I don't doubt I will depart my dismayed mortal coil. My ego and wealth are insufficient to truly reach for the stars and my surviving relatives have point blank-refused to cough up for my storage flask's electricity bill. This slice of reality only demonstrates that eternal love and 'until death do us part' are but two sides of the same co-habitation conundrum coin. As one who might survive into the 22nd century told me: "Who wants their great-great-grandad sat in a corner - or, worse, jacked into the metaverse - banging on about how much better it was when he was first alive?" Fair point, I admitted, whilst hiding my bitterness at the blind injustices perpetrated by ticking telomere clocks, misfolded proteins and promiscuous viruses. He does, after all, share half my DNA. Currently.
Should we care about any of this? We'll be gone, recycled back into stardust, like millions before us. Our legacies - in the main - will be minor, mute, and mostly facile. Time marches on. Memories fade. But our urge to stay alive, to strive, to breed another generation of hope, no matter how hard it gets, is matched by our innate, seemingly illogical urge to care for and remember our dead. I believe such acts help us to continue propagating human culture (even if it no longer differentiates us as a species). It forms a communal focus for friends and family, from near and far.
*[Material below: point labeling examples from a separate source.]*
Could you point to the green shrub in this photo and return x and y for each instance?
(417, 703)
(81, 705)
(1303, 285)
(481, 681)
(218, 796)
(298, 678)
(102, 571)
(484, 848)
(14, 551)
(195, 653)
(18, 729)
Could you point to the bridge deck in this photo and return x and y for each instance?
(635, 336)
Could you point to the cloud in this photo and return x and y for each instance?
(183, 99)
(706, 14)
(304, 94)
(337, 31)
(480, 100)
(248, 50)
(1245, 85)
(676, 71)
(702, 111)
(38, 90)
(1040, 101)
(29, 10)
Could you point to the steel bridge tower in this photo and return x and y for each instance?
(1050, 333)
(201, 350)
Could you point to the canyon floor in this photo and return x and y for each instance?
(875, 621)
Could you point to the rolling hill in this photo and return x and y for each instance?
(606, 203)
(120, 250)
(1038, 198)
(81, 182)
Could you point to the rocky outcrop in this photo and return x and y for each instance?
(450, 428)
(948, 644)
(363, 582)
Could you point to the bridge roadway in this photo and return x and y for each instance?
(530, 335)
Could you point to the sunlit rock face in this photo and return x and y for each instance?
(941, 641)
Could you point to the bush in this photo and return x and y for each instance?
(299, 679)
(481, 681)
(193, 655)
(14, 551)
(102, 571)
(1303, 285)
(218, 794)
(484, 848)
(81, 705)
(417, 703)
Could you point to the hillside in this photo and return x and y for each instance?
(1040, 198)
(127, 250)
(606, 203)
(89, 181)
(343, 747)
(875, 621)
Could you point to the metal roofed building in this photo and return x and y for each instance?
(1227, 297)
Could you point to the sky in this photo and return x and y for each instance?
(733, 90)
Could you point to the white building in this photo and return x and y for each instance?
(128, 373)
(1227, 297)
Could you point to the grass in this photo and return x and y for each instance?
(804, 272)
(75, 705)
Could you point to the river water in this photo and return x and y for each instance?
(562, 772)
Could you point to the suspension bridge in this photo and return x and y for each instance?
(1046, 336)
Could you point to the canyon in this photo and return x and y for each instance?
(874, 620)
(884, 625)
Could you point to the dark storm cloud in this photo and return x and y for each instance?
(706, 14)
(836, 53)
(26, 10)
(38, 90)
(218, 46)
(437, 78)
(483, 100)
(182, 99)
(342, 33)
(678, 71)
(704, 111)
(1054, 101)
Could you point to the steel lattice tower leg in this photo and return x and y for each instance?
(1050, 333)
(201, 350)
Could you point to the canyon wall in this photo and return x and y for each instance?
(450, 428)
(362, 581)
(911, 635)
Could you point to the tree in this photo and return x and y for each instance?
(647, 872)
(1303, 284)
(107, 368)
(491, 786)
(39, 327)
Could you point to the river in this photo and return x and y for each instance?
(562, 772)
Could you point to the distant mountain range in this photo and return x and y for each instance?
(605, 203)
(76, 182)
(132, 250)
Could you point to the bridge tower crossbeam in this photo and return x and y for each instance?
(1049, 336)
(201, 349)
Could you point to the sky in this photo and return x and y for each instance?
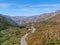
(28, 7)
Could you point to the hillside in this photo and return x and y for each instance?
(47, 32)
(10, 32)
(23, 20)
(6, 22)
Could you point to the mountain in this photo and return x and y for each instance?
(47, 32)
(22, 20)
(6, 22)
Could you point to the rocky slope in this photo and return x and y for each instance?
(26, 20)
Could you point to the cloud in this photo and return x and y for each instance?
(4, 5)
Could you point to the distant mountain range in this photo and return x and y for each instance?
(22, 20)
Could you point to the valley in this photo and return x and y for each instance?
(41, 29)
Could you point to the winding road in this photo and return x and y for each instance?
(23, 39)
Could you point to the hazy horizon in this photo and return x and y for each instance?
(28, 8)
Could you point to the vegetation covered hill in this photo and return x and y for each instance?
(6, 22)
(10, 32)
(47, 32)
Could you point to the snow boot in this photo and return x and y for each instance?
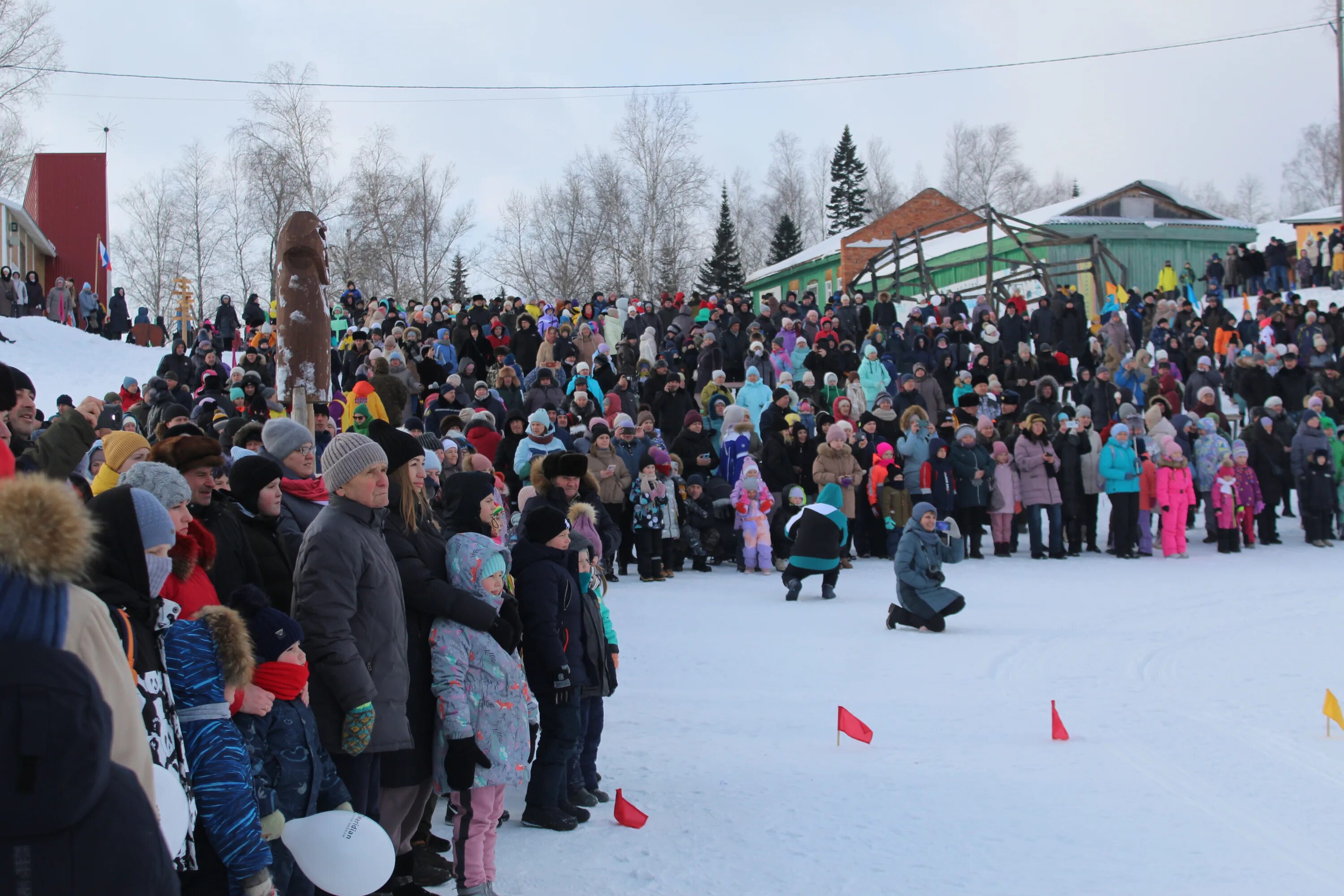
(570, 809)
(429, 868)
(581, 797)
(551, 818)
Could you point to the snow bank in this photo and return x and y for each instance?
(64, 361)
(1191, 688)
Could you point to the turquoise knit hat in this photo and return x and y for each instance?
(492, 564)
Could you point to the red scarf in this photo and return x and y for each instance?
(285, 680)
(311, 489)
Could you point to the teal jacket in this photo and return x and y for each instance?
(1120, 466)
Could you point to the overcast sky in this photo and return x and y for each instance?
(1194, 115)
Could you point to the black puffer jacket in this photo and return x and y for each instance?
(547, 582)
(349, 599)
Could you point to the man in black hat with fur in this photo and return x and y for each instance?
(561, 480)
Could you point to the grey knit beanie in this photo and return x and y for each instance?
(160, 480)
(347, 456)
(283, 437)
(155, 524)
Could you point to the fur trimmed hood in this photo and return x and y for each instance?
(46, 535)
(543, 484)
(191, 550)
(233, 644)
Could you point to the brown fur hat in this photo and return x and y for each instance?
(46, 535)
(187, 453)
There will be gravestones on at least one other sun-orbiting body by the end of the century, even if they promised life on them by the end of the last. Such optimism we still have in spades, even if we sometimes have to unwillingly use them to dig a hole for others. Life might well be eternal, but not for those who live it. That's just the way it is, no matter how much we try to anthropomorphise this unfeeling universe.
I hope I've given you food for thought. I hope I haven't depressed you. Now, you must please excuse me. For I have death on my mind and a hole to dig.